Dead Reflections One novel, five short stories, two poems, this collection holds a looking glass that unhinges reality in the wee hours; roads that hold with needful, unloving arms; the miasma of damp, autumnal leaves that cling to your heels and follow you home, promising the whisper of darker things still yet to come as your eyes begin to close. Yes, this is horror, the creeping kind, the kind that lingers and sticks like tombstone mosses, promising cold, dark, ethereal depths. You will face your darkest reflections in the stories bound between these pages. May you delight in the shivers. Don’t forget to look over your shoulder; while you do, you won’t be watching the shadows to your periphery, or what waits just ahead in the nebulous dim, its teeth sharp, its intention deadly.

I really enjoyed this collection of horror stories. Technically, this book contains one short novel, five short stories, and two poems. All of these were very well-written and drew me in immediately.

The collection starts off with the novel, Dead Reflections, which is a creepy story of an old house with a very mysterious mirror.  The whole atmosphere is so foreboding and chilling that I couldn’t help but want to know what happened next. I found myself rushing through the novel to find out the ending. My only qualm was that the main character was a child, and I’m usually not a fan of books centered around kids.

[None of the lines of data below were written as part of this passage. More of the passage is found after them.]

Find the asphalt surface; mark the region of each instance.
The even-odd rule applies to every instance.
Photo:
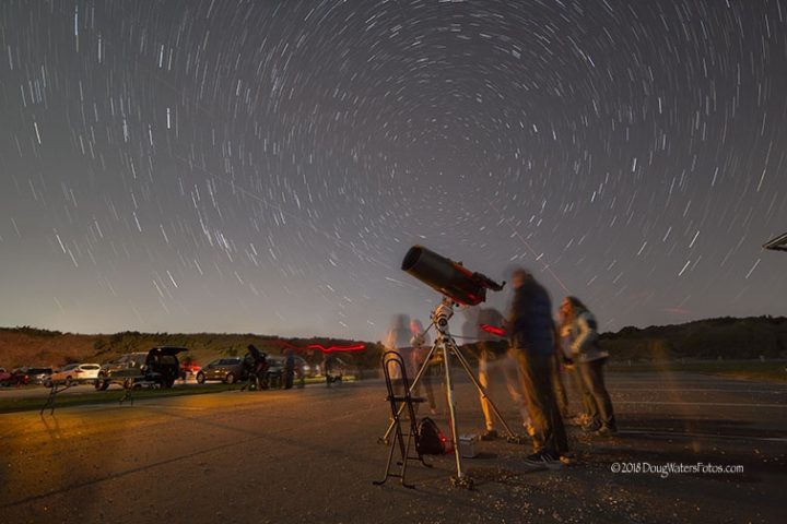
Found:
[[[474,390],[455,378],[459,430],[478,433]],[[569,427],[574,463],[538,472],[522,463],[529,445],[479,442],[462,461],[473,490],[451,486],[451,456],[410,462],[415,489],[373,486],[388,451],[380,381],[4,414],[0,520],[787,522],[787,385],[610,373],[608,386],[618,436]],[[519,430],[502,384],[491,395]],[[444,404],[434,418],[447,432]]]

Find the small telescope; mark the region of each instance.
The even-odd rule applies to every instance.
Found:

The short stories were all very different from each other, but they were all extremely interesting and some of them were very haunting. One thing I quickly realized is that Carol Weekes doesn’t believe in happy endings. They all set up an atmosphere of fear and mystery, and I really enjoyed reading all of them.

Another successful book by Journalstone. Carol Weekes is a great new addition to the horror genre.